Hypomotility refers to a reduction in the frequency or strength of contractions, or both.[1],[2] Reticulorumen hypo-motility or even complete stasis has been associated with hypocalcaemia, endotoxemia, reticuloperitonitis, and acidosis.[2] The principle of treatment of adult ruminant suspected to have reticulorumen hypomotility is to restore the normal motility in addition to correction of acid base, electrolyte and improvement of the effects of endotoxemia.[1] A wide variety of drugs have been tested for treatment of forestomach hypomotility in ruminants. Parasympathomimetics such as neostigmine or carbamylcholine should not be used to treat forestomach atony. Neostigmine requires vagal activity to be effective and therefore cannot incite normal primary contractions in atonic rumen and should only be used in hypomotility states. Neostigmine increases the strength of primary contraction without upsetting rhythm or coordination. Carbamylcholine causes hypermotility in sheep although the contractions are uncoordinated, spastic and functionless and thus has no place in the treatment of forestomach dysfunction. Metoclopramide increases the rate of ruminal contractions looking beneficial in rumen hypomotility or motility disturbances arising from vagal nerve damage but its application has been limited to the experimental use.[1]
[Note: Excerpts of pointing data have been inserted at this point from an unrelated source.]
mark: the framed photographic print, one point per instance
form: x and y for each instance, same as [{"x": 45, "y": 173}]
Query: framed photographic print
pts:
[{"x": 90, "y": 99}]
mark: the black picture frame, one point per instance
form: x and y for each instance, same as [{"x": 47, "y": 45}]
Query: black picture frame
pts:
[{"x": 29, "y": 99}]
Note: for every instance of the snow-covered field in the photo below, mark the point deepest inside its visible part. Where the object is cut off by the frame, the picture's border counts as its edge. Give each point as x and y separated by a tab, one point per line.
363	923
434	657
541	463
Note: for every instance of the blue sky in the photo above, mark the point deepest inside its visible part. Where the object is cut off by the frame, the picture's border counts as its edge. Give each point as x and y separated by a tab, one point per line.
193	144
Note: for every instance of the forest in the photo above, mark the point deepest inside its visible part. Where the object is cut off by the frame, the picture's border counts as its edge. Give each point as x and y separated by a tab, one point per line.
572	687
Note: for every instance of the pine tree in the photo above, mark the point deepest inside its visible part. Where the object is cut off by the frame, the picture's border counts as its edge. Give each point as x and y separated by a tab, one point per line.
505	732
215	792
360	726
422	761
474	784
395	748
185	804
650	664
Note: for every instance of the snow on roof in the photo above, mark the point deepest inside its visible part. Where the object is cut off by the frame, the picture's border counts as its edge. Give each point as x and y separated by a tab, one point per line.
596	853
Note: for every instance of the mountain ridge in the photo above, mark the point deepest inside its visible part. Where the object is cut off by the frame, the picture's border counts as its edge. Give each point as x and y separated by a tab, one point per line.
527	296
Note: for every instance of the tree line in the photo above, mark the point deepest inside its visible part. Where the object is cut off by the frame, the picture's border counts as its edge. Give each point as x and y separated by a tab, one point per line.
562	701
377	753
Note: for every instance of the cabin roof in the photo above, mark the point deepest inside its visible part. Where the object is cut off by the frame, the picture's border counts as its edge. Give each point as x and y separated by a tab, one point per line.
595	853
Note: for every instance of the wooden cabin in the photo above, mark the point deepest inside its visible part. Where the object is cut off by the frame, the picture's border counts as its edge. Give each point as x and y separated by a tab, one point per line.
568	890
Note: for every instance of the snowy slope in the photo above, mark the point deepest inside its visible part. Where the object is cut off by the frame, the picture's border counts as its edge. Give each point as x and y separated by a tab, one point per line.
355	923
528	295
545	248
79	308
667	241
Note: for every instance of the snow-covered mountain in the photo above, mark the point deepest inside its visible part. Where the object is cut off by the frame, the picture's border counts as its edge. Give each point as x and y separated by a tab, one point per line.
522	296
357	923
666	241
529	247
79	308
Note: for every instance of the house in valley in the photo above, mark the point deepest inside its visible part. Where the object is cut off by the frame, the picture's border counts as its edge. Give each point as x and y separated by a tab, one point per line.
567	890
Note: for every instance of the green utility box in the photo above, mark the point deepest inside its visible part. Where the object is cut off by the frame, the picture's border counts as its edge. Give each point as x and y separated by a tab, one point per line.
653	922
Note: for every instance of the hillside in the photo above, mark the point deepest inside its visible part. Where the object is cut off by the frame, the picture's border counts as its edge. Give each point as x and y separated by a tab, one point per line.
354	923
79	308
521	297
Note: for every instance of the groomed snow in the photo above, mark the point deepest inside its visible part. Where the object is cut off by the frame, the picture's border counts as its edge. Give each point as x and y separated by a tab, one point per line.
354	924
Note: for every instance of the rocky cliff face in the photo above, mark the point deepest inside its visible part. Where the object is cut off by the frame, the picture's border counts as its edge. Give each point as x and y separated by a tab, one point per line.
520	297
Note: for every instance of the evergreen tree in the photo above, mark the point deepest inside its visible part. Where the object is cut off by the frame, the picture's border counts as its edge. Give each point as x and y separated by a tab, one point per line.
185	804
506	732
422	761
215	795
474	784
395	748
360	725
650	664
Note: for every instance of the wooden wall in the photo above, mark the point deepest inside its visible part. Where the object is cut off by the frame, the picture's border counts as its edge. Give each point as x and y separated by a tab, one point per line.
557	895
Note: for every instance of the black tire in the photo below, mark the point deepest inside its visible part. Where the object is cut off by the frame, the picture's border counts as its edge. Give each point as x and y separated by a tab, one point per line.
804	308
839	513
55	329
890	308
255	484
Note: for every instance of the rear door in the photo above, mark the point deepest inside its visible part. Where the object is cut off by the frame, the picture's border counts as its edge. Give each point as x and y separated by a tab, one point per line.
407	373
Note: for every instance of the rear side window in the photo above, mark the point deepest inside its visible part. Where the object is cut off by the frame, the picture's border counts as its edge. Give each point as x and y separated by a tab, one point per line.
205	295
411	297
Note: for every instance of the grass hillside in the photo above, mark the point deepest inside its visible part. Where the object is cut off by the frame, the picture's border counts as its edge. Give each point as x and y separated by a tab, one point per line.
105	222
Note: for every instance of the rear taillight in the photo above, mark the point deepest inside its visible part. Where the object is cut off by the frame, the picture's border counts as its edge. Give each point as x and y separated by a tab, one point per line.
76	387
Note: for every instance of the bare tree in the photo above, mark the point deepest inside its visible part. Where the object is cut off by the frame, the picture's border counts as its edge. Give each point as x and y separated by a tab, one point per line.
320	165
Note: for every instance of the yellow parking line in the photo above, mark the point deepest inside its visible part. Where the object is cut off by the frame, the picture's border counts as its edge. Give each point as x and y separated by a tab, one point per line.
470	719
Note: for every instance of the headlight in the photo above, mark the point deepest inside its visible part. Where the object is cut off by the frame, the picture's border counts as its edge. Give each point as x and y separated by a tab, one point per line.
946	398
In the recent years there has been a growing interest on the use of plant extracts and essential oils in treatment of diseases. The studies on the prokinetic effects of ginger and the results of our study provide evidence that ginger having gastrointestinal properties such as a potential to stimulate the reticuloruminal contractions could be used in treatment of reticuloruminal hypomotility in ruminants. Our studies have been done on preparations of healthy animals and in the healthy conscious sheep, hence further studies are needed to investigate the effects of ginger extract on preparations from sheep with reticulorumen hypomotility and in clinically diagnosed hypotonic or atonic conditions.